LOS ANGELES, United States — During New York Fashion Week last February, designer ready-to-wear brands like Michael Kors and Prabal Gurung attracted a flurry of positive media coverage for sending plus-size models down the runway. Finding plus-size designer pieces on a sales floor, however, is another matter.
Despite the fact that an estimated 67 percent of women in the US wear a size 14 or larger, the market for plus-size designer clothing remains underdeveloped. To be sure, there are plenty of challenges facing the space, some real and some perceived. First, there's the longstanding belief that plus-size women won't spend money on expensive clothes because they think they will lose weight. Amongst many brands, there's also the fear that offering styles in size 16 will turn off size 4 shoppers. Then, there's the documented correlation between plus-size women and lower socio-economic status, meaning many larger women simply have less money to spend.
In 2016, US sales of women’s plus-size apparel grew twice as fast as overall US apparel sales, hitting $21.4 billion, according to market research firm NPD. But the luxury end of the plus-size market remains small and largely unexplored. When plus-size bloggers Gabi Gregg and Nicolette Mason prepared to launch their new line Premme, which offers clothing in sizes 12 to 30, they kept the price of each piece under $100 based on specific feedback from their audience.
This all makes the launch of plus-size luxury e-commerce platform 11 Honoré all the more unusual. Starting next month, the site will sell designer ready-to-wear pieces in sizes 10 to 20 by designers such as Prabal Gurung, Monique Lhuillier, Brandon Maxwell, Christian Siriano, Michael Kors, Tome and Zac Posen.
Not only will 11 Honoré offer larger sizes of the same designer pieces available at traditional department stores and boutiques, but prices will also stay the same. (Producing plus-size garments can often cost more than smaller-sized items due to production complexity).
“For the first time the plus-sized woman is getting the exact same option,” says 11 Honoré co-founder Patrick Herning, a former HL Group executive and founder of influencer marketing and engagement firm PMH Partners, who started the business with longtime friend and former American Vogue editor Kathryn Retzer.
“We know [the plus-size luxury consumer] is spending money in other categories,” continues Herning. “We are showing her, for the first time, that you can be aspirational and this is where you can find it." He adds that some of the designers 11 Honoré will carry have actually been catering to plus-size shoppers for years via special orders for private clients.
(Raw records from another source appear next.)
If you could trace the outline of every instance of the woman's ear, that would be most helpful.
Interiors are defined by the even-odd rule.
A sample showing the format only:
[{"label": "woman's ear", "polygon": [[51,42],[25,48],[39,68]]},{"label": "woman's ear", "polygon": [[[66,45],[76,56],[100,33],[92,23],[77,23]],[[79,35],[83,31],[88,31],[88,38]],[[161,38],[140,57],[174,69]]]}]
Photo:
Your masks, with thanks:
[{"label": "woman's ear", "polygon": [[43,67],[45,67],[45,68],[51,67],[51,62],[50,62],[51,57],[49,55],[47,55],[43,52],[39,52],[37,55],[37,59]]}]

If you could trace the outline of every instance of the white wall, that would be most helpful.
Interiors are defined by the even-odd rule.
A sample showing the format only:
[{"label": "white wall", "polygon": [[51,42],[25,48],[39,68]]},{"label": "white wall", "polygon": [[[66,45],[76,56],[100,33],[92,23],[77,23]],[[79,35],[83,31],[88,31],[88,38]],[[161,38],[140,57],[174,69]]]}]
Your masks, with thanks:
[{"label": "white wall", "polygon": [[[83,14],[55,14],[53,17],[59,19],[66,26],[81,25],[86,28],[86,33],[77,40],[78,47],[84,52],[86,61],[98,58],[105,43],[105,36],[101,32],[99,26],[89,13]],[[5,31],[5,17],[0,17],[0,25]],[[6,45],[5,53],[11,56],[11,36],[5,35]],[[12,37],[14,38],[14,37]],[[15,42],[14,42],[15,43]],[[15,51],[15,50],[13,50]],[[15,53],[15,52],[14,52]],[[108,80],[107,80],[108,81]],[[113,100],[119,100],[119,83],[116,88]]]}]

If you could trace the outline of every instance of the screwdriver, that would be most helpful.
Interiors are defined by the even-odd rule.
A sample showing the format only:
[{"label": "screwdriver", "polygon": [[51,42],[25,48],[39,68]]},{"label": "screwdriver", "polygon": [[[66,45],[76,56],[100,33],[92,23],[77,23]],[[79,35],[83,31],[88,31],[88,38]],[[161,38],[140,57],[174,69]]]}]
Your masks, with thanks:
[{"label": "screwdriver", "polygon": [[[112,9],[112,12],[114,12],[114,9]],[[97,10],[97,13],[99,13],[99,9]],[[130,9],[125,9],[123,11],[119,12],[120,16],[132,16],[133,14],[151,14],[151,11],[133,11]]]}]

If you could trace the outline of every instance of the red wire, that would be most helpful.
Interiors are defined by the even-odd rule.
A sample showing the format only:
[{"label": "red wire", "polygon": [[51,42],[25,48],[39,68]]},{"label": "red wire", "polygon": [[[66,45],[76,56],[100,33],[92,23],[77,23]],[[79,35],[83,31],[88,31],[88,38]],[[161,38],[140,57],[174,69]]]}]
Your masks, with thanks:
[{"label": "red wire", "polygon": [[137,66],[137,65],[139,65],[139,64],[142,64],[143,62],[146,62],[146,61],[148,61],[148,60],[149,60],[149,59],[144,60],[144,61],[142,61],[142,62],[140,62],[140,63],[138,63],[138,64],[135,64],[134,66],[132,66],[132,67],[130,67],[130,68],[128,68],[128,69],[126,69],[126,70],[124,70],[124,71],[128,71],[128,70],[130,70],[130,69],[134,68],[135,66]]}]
11 Honoré has raised a seed round led by one of Silicon Valley’s most respected retail investors: Kirsten Green, founder of San Francisco-based Forerunner Ventures and early backer of Dollar Shave Club, Warby Parker and Glossier (additional investors include Upfront, Greycroft and Canvas).
“It’s not often enough where you really get a chance to think about building a business in a segment that is otherwise unaddressed,” says Green. “I suspect that there is a great number of women who have felt unfairly dismissed.”
Green has looked at other plus-size startups — “there is a certainly a lot of opportunity across the landscape in the plus-size” — but was attracted to 11 Honoré because of the caliber of brands set to work with the platform. “We’ve had to rattle a lot cages to get what we wanted,” admits Herning. “This has not been easy journey because this is not what the industry norm is.”
The biggest hesitation from designers was around production. That's because creating clothing for plus-sizes is not as simple as simply scaling up an existing design. Plus-size items require their own patterns. To make it easier for brands to work with the platform, 11 Honoré is offsetting the costs of pattern-making and grading for some of the emerging labels on its roster.
If all goes well, Herning and Retzer plan to expand into contemporary brands and accessories. Digital trunk shows are also on the roadmap, as is editorial content. Indeed, the founders aim to make 11 Honoré a content and community hub as well as an e-commerce site.
“We are creating a community around this space of identity — there are so many naysayers,” says Herning. “We are creating a market that is going to dispel those myths.”